Several readers recently asked me to spell out how I got started in horse racing, if I win and how I became an author of handicapping books and columns. So, here goes:
When I was 20 years old, horse racing was the farthest thing in my mind until I lost a potential pitching career when injured in a boating accident after my freshman year at Rutgers University.
To console me, a friend took me to Garden State Park for some fun. To my complete surprise, I was fascinated instantly by the way the horses moved; how they competed at different distances, and how the relatively small men who rode them were so strong to smoothly guide them in and out of traffic to a whirlwind finish.
As some readers of my books on racing probably know, I then decided to downgrade my academic studies, shifting instead to identify reasons why some horses in specific races seemed to hold pre-race advantages, while others seemed destined to lose.
Specifically, at Garden State’s common 6-furlong distance, I first noticed horses with the speed to be involved in the pace were much better win candidates than horses likely to fire a solid stretch bid. Beyond that observation however, I was surprised to see these two trends intensified when the pace setter(s) were fortunate to race along the inside rail path. Then, on a trip to Aqueduct Racetrack in New York, I noticed the opposite trends at the same 6 furlong distance:
At the Big A, horses who raced on, or close to the pace – especially those racing on or near the rail – frequently were caught by stretch runners who raced wide and/or broke from outside post-positions.

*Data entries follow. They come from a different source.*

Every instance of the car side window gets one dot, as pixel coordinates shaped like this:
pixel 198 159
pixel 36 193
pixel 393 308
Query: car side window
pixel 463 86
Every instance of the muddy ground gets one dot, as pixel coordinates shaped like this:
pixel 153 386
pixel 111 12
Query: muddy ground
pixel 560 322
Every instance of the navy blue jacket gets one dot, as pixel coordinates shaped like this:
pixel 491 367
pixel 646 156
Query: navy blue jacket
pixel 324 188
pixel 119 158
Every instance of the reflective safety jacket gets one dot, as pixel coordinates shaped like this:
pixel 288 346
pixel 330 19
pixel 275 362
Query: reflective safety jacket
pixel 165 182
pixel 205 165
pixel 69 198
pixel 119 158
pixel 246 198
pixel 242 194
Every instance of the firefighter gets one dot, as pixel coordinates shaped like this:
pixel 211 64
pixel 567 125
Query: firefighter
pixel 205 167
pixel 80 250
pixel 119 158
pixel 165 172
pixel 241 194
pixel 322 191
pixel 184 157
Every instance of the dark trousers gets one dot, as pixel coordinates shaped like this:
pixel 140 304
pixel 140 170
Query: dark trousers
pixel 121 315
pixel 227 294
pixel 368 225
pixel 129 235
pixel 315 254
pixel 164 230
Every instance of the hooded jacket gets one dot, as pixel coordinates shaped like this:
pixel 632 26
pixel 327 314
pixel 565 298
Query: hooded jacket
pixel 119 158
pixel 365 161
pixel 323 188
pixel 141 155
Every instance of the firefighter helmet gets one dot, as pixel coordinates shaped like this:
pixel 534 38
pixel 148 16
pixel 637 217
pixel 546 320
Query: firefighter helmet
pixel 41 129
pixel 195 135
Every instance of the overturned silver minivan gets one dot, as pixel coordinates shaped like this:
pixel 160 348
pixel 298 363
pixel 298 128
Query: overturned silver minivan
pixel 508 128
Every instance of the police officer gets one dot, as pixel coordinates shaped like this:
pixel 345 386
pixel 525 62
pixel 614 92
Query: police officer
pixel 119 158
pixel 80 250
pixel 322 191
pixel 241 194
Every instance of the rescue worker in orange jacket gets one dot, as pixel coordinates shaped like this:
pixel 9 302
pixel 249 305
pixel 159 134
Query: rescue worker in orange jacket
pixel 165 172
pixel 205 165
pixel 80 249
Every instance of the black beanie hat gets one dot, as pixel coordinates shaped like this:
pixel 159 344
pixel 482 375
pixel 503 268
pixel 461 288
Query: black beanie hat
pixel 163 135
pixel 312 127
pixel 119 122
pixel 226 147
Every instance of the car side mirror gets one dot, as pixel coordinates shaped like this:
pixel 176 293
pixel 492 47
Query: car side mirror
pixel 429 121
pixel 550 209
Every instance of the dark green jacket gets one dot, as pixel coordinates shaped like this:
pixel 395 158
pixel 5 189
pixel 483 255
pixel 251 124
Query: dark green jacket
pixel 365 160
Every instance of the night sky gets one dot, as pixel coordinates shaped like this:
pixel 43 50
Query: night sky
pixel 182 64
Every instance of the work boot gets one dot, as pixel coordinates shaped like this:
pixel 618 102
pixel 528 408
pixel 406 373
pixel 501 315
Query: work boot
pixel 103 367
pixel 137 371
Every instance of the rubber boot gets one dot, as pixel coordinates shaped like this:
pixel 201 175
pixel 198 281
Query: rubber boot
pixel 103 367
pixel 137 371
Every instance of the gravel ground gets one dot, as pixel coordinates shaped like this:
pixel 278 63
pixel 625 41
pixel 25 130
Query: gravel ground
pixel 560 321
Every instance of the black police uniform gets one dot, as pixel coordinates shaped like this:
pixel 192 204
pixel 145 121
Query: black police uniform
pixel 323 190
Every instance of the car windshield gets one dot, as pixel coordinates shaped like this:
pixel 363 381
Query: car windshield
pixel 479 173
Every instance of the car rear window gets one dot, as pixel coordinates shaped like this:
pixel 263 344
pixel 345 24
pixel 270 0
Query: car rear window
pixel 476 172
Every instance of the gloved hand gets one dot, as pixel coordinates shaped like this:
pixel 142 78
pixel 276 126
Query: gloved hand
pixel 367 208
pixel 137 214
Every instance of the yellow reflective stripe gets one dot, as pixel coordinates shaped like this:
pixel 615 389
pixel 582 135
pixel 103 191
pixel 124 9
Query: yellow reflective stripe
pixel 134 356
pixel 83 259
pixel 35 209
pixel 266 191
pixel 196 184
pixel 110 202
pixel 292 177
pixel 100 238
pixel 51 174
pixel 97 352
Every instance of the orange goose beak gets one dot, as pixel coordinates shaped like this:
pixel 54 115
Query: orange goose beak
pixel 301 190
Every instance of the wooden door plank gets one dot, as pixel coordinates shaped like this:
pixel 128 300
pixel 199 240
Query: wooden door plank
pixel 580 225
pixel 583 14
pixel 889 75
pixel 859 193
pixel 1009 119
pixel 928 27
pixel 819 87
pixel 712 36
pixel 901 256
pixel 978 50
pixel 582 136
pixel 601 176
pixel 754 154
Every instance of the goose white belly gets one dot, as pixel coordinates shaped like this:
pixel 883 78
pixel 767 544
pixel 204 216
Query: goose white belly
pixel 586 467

Given these two disparate trends at two tracks in the same climactic region, I began to develop my first handicapping notion that led to a handful of winning years at both tracks. In fact, to represent the way each track seemed to influence the results of 6-furlong sprints, I coined the term “track bias.” Several years later, I would explain the full meaning of this term in my first handicapping book, “Betting Thoroughbreds.”
Through the next decade, I kept similar notes on the strongest tendencies that were influencing results at other tracks. At beautiful Saratoga for instance, I saw track biases that influenced 1-1/8 mile races around two turns on the grass course. Yet, while I was trying to identify similar biases at Laurel Park and Pimlico in Maryland, I came across a trend that was even more powerful than track bias.
First, I spotted trainer Grover (Buddy) Delp winning with a high percentage of the horses he had claimed; but, only after he raised it in class and then dropped it below the price he paid for that horse! Next, I noticed trainer John Tammaro winning at a high percentage with maidens in their second and/or third starts. King Leatherbury also had a couple of specific winning trends that led me to more winning plays than I had a right to expect.
I called this handicapping notion “trainer patterns,” and while the trainers’ names have changed through the years, the concept still is a powerful way to analyze the winning chances of many horses on any single racing card or through an entire season.
For instance, is there a seasoned horseplayer who does not expect Hall of Fame trainer Bob Baffert to unleash a well-bred, very fit first-time starter ready for a good race in a high-class maiden sprint? Should that horse lose, shouldn’t you expect Baffert to produce a better result in a few weeks, perhaps with a slight change of equipment, or distance?
That is what a trainer pattern is!
So, if you – as a current horseplayer and reader of these columns – want to learn what you can do to improve your game, I strongly urge you to take note of any repeating formula a good trainer seems to use most effectively.
During one of my 1970’s trips to Saratoga, I had the good fortune to meet the great racing writer Andy Beyer, who voluntarily confessed he was losing badly. But, I could see his sincerity and his intelligence; so, as Andy reported in his first book, “Picking Winners,” he shared how I helped him enjoy a winning season at the next Saratoga race meet.
While I had already written a few guest columns for a small newspaper in Northern California, Andy helped me acquire my first full time job as a racing writer – with the (defunct) Philadelphia Journal. Soon afterward, I was writing columns for Turf and Sport Digest Magazine and authoring my first book.
While I have consistently won money through the years – especially on the exotic wagering menus that dominate today’s game, I did suffer a slight loss last year. So, in the spirit of doing what is needed to win again, you can bet I’m studying all the trends I can get my hands on.
A long time ago I learned that is the only way to achieve success.